Phyloseminar #62: Nicholas Lartillot (Université de Lyon)




Streamed live on Nov 16, 2016

Systematic errors in phylogenomic studies: on the importance of modeling pattern-heterogeneity across sites.

While all models now used in phylogenetic analyses account for rate-heterogeneity across sites, the case of pattern-heterogeneity (i.e. qualitative variation in substitution processes across nucleotide or amino-acid positions) is much less clear and has recently been the subject of some controversy. One main question is whether pattern-heterogeneity should be modelled at the level of genes (or groups of genes), or at the level of sites. Both approaches have been used in recent phylogenomic analyses of metazoans---sometimes leading to radically different conclusions---in particular concerning the early patterns of diversification within this group.

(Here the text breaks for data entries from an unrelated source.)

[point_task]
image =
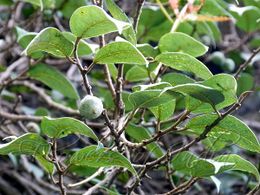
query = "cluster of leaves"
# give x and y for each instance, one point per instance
(160, 64)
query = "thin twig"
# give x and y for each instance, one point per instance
(243, 66)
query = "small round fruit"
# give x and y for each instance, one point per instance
(217, 58)
(91, 107)
(229, 65)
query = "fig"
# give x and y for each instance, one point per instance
(217, 58)
(91, 107)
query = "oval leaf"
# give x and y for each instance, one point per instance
(118, 14)
(240, 164)
(29, 143)
(184, 62)
(61, 127)
(224, 83)
(139, 133)
(192, 165)
(54, 79)
(200, 92)
(230, 129)
(120, 52)
(94, 156)
(51, 41)
(84, 48)
(92, 21)
(180, 42)
(150, 98)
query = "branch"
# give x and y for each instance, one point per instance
(140, 4)
(80, 67)
(243, 66)
(93, 176)
(15, 117)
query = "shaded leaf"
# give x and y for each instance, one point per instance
(184, 62)
(240, 164)
(94, 156)
(180, 42)
(230, 129)
(224, 83)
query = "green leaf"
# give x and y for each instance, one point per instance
(147, 50)
(176, 79)
(48, 166)
(94, 156)
(192, 165)
(35, 2)
(184, 62)
(52, 41)
(84, 48)
(230, 129)
(245, 14)
(120, 52)
(224, 83)
(160, 93)
(54, 79)
(113, 70)
(245, 82)
(29, 144)
(24, 38)
(92, 21)
(200, 92)
(240, 164)
(180, 42)
(136, 73)
(118, 14)
(164, 111)
(61, 127)
(6, 2)
(150, 98)
(139, 133)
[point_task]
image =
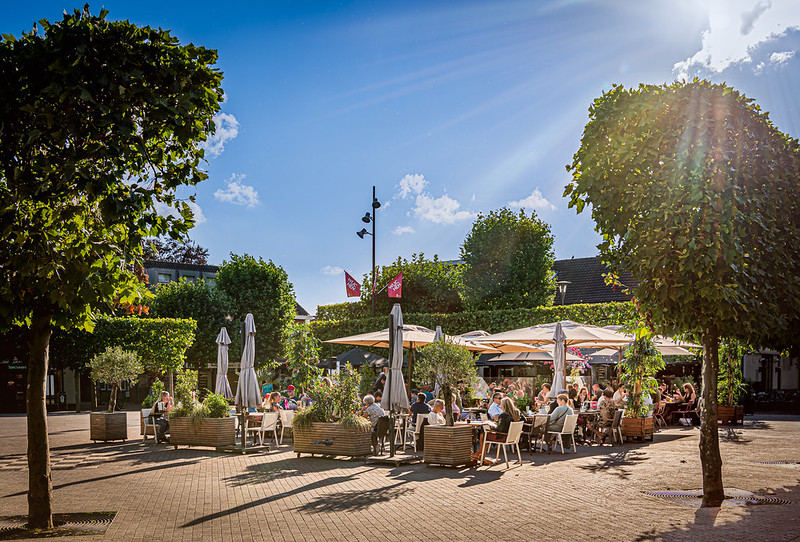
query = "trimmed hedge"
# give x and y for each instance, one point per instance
(601, 314)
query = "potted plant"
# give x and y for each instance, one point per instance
(113, 366)
(637, 370)
(446, 364)
(730, 384)
(193, 423)
(331, 425)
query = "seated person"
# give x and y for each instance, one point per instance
(543, 398)
(509, 414)
(163, 406)
(372, 410)
(495, 409)
(419, 407)
(436, 416)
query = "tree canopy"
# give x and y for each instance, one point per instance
(101, 123)
(263, 289)
(694, 192)
(429, 286)
(508, 262)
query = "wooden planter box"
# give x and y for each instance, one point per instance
(108, 426)
(214, 432)
(451, 446)
(332, 439)
(730, 415)
(637, 428)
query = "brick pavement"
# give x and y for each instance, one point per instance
(198, 494)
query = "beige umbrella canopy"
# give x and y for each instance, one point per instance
(413, 337)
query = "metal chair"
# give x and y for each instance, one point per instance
(569, 429)
(512, 439)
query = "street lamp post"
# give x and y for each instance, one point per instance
(367, 218)
(562, 289)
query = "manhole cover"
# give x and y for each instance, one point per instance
(733, 497)
(77, 524)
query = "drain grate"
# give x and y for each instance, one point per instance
(733, 497)
(77, 524)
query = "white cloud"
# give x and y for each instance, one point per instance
(736, 28)
(165, 210)
(535, 201)
(400, 230)
(780, 58)
(411, 185)
(332, 270)
(227, 129)
(237, 192)
(443, 210)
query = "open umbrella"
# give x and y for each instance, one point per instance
(223, 387)
(248, 394)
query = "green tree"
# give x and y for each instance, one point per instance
(197, 300)
(101, 122)
(694, 191)
(508, 262)
(115, 366)
(263, 289)
(429, 286)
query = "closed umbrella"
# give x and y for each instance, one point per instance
(559, 360)
(223, 387)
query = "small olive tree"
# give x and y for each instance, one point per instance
(114, 366)
(446, 364)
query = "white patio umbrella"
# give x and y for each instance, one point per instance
(394, 396)
(559, 360)
(223, 387)
(248, 394)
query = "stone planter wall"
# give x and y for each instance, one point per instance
(637, 428)
(214, 432)
(332, 439)
(451, 446)
(108, 426)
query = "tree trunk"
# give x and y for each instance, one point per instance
(40, 483)
(77, 390)
(710, 459)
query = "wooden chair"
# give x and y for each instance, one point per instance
(269, 424)
(414, 431)
(512, 439)
(569, 429)
(287, 420)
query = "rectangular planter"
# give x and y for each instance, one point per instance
(730, 415)
(332, 439)
(637, 428)
(214, 432)
(108, 426)
(451, 446)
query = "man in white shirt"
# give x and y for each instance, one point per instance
(494, 408)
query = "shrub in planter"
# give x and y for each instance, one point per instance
(331, 425)
(113, 366)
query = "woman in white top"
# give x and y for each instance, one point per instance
(436, 417)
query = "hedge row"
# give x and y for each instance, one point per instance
(601, 314)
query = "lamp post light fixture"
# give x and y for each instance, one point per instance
(367, 218)
(562, 289)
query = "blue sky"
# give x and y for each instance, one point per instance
(450, 108)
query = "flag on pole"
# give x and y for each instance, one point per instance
(396, 286)
(352, 285)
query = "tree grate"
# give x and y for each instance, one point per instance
(733, 497)
(76, 524)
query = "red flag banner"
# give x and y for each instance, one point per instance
(396, 286)
(352, 285)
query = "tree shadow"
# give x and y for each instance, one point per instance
(616, 463)
(778, 518)
(354, 500)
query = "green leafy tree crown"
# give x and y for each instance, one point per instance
(508, 262)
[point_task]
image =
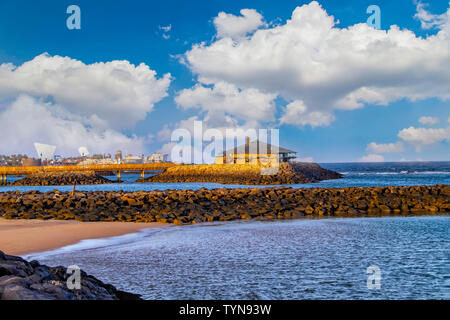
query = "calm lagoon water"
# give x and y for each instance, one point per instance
(355, 175)
(297, 259)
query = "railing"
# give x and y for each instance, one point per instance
(139, 167)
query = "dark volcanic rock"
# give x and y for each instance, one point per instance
(60, 179)
(23, 280)
(188, 206)
(246, 174)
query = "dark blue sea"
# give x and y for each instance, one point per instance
(355, 175)
(297, 259)
(325, 258)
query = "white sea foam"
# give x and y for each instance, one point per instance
(92, 244)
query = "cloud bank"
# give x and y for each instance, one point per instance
(62, 101)
(318, 67)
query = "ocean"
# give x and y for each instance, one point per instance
(297, 259)
(355, 175)
(326, 258)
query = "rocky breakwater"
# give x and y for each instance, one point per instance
(246, 174)
(23, 280)
(60, 179)
(188, 206)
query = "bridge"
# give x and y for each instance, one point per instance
(141, 168)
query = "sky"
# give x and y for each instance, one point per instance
(337, 89)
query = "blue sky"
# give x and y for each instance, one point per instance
(132, 30)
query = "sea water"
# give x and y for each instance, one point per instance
(355, 175)
(296, 259)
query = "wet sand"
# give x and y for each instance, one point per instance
(20, 236)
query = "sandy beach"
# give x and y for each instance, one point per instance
(19, 237)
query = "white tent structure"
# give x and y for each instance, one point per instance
(83, 151)
(45, 151)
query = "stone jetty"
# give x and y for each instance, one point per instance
(23, 280)
(61, 179)
(188, 206)
(246, 174)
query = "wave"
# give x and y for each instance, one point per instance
(100, 243)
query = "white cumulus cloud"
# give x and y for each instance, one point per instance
(27, 120)
(420, 137)
(62, 101)
(429, 121)
(229, 25)
(385, 148)
(224, 100)
(429, 20)
(297, 113)
(372, 158)
(310, 59)
(116, 91)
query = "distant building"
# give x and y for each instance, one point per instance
(157, 157)
(118, 156)
(92, 161)
(130, 159)
(255, 152)
(31, 162)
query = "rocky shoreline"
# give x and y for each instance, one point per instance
(188, 206)
(23, 280)
(246, 174)
(60, 179)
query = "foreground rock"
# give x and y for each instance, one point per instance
(246, 174)
(23, 280)
(188, 206)
(61, 179)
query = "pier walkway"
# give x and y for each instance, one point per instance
(118, 168)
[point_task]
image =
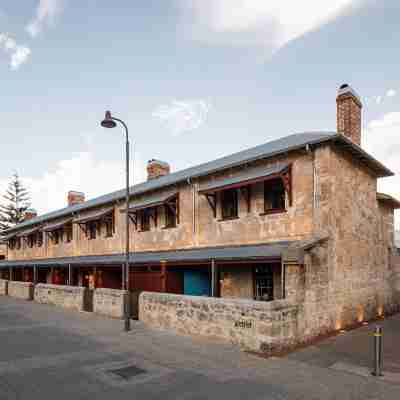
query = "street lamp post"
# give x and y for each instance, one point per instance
(111, 122)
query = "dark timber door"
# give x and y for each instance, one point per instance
(263, 283)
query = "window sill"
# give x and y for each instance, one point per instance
(276, 211)
(169, 227)
(228, 219)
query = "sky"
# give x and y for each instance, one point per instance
(193, 79)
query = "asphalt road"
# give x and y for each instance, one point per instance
(49, 353)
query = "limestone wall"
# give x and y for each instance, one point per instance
(109, 302)
(69, 297)
(21, 290)
(3, 287)
(349, 281)
(258, 326)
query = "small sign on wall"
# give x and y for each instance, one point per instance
(244, 324)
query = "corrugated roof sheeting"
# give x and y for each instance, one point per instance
(56, 226)
(100, 214)
(232, 253)
(248, 175)
(153, 201)
(270, 149)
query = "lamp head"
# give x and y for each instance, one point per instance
(108, 122)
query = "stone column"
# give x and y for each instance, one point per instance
(69, 275)
(164, 276)
(214, 279)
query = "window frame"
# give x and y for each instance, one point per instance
(235, 204)
(171, 220)
(39, 239)
(69, 233)
(267, 191)
(57, 236)
(91, 230)
(109, 224)
(145, 225)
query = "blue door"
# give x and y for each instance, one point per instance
(196, 283)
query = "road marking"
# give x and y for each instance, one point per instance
(391, 377)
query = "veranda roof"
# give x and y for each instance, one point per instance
(247, 177)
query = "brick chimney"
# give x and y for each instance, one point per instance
(30, 213)
(75, 198)
(349, 113)
(157, 168)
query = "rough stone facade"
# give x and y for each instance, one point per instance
(21, 290)
(69, 297)
(109, 302)
(3, 287)
(197, 226)
(254, 325)
(3, 251)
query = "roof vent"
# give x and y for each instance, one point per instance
(157, 168)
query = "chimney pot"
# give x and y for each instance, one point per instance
(75, 198)
(157, 168)
(348, 116)
(30, 213)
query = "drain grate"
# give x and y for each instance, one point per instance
(128, 372)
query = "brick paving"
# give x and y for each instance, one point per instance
(50, 353)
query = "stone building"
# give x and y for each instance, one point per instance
(298, 220)
(3, 251)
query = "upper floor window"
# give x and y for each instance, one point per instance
(31, 239)
(68, 232)
(91, 229)
(229, 204)
(12, 243)
(57, 236)
(39, 240)
(145, 220)
(110, 225)
(170, 217)
(274, 196)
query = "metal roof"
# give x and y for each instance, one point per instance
(94, 216)
(386, 198)
(267, 150)
(153, 201)
(231, 253)
(29, 232)
(245, 177)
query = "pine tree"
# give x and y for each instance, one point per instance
(17, 201)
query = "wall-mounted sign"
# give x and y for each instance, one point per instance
(244, 323)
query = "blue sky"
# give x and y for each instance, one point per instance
(194, 80)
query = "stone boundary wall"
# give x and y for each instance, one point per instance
(3, 287)
(254, 325)
(20, 290)
(69, 297)
(109, 302)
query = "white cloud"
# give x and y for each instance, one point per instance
(391, 93)
(82, 172)
(18, 54)
(46, 11)
(382, 139)
(267, 23)
(183, 116)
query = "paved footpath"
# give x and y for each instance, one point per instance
(50, 353)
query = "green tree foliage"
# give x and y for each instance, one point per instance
(16, 201)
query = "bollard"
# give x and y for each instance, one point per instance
(377, 351)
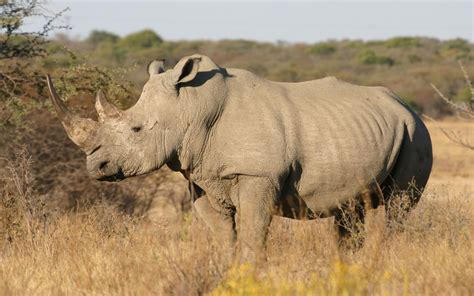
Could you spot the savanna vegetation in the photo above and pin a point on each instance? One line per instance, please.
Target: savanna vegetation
(62, 233)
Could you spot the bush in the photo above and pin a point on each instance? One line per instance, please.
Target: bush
(96, 37)
(458, 48)
(323, 49)
(140, 40)
(404, 42)
(369, 57)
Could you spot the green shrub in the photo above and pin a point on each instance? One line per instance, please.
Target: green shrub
(369, 57)
(464, 95)
(140, 40)
(404, 42)
(96, 37)
(413, 58)
(323, 49)
(458, 48)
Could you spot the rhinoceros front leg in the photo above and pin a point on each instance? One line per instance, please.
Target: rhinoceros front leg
(254, 198)
(222, 226)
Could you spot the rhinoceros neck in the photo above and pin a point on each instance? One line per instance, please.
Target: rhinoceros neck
(204, 112)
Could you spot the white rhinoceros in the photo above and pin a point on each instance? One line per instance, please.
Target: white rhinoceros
(254, 148)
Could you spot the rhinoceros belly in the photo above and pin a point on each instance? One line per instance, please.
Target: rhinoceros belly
(347, 141)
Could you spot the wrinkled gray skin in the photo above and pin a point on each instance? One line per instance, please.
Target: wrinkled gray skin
(254, 148)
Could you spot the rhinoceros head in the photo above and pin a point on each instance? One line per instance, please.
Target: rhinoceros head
(138, 140)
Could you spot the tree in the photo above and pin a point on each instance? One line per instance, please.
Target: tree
(18, 50)
(464, 110)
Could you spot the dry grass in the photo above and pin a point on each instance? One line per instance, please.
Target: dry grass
(98, 250)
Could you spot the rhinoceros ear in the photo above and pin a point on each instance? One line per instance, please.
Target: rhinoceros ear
(186, 69)
(156, 67)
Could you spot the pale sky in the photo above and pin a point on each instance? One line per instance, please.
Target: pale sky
(295, 21)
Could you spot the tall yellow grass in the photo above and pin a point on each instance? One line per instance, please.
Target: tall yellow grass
(99, 251)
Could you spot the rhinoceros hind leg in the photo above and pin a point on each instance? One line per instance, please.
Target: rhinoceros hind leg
(349, 224)
(221, 225)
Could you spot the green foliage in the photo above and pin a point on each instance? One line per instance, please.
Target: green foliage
(413, 58)
(97, 37)
(141, 40)
(403, 42)
(323, 49)
(464, 95)
(369, 57)
(458, 48)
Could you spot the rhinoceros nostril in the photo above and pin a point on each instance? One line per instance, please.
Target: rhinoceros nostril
(103, 165)
(95, 149)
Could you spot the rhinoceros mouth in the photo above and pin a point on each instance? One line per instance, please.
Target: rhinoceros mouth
(119, 176)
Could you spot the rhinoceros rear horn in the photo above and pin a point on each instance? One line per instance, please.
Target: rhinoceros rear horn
(104, 108)
(80, 130)
(156, 67)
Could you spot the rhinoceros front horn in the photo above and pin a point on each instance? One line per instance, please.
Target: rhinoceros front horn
(104, 108)
(80, 130)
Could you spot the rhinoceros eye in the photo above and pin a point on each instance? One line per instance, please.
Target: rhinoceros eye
(136, 129)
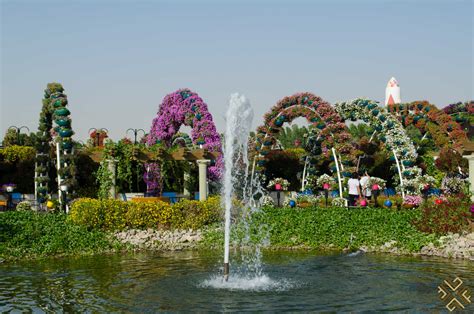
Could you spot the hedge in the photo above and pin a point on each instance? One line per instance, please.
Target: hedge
(119, 215)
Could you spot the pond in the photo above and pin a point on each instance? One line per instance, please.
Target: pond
(189, 281)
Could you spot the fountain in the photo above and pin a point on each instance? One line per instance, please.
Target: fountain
(239, 118)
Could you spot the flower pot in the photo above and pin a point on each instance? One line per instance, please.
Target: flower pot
(65, 132)
(63, 122)
(470, 222)
(62, 112)
(304, 205)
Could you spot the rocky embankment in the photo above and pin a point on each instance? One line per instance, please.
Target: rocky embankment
(160, 239)
(449, 246)
(452, 246)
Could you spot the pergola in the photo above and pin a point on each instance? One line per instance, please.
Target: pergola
(202, 157)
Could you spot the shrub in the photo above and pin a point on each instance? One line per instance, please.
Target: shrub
(322, 227)
(23, 206)
(448, 216)
(118, 215)
(28, 234)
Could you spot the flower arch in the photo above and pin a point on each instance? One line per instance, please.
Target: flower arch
(388, 129)
(183, 107)
(331, 129)
(431, 121)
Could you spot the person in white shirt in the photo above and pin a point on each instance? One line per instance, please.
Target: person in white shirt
(366, 189)
(354, 189)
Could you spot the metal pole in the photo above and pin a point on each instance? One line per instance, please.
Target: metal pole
(399, 173)
(338, 172)
(58, 167)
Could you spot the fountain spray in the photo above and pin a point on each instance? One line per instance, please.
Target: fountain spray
(239, 118)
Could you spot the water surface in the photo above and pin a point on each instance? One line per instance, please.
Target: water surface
(188, 281)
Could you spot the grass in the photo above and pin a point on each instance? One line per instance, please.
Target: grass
(29, 234)
(338, 228)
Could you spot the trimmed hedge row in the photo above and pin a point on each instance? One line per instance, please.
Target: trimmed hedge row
(119, 215)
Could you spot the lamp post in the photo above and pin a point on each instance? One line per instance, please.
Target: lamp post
(375, 192)
(9, 189)
(63, 187)
(18, 130)
(98, 132)
(135, 133)
(278, 189)
(326, 192)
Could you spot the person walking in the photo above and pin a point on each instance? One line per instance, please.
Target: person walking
(354, 189)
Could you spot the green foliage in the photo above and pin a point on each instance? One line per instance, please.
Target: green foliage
(30, 234)
(119, 215)
(12, 154)
(104, 179)
(17, 166)
(285, 164)
(321, 227)
(288, 135)
(13, 138)
(449, 160)
(449, 216)
(428, 163)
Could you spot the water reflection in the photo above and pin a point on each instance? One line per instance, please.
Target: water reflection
(174, 282)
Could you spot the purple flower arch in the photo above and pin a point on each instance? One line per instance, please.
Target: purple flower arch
(183, 107)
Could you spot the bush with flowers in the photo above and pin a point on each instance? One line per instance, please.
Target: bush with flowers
(412, 201)
(280, 183)
(450, 215)
(178, 108)
(387, 127)
(339, 202)
(454, 185)
(325, 180)
(375, 183)
(429, 119)
(319, 113)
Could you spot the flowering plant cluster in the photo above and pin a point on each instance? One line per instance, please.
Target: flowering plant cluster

In this talk, I will first explore the empirical evidence concerning the presence, and the relative importance, of either type of heterogeneity in empirical sequence alignments. Then, I will introduce Dirichlet process mixture models accounting for site-specific amino-acid preferences. The statistical meaning of Dirichlet processes, as a non-parametric method for estimating arbitrary distributions of site-specific effects, will be explained and illustrated through simulation experiments. Finally, based on simulations implementing pattern heterogeneity simultaneously at both the gene and the site levels, I will show the importance of using models explicitly accounting for pattern-heterogeneity across sites for reconstructing accurate phylogenies.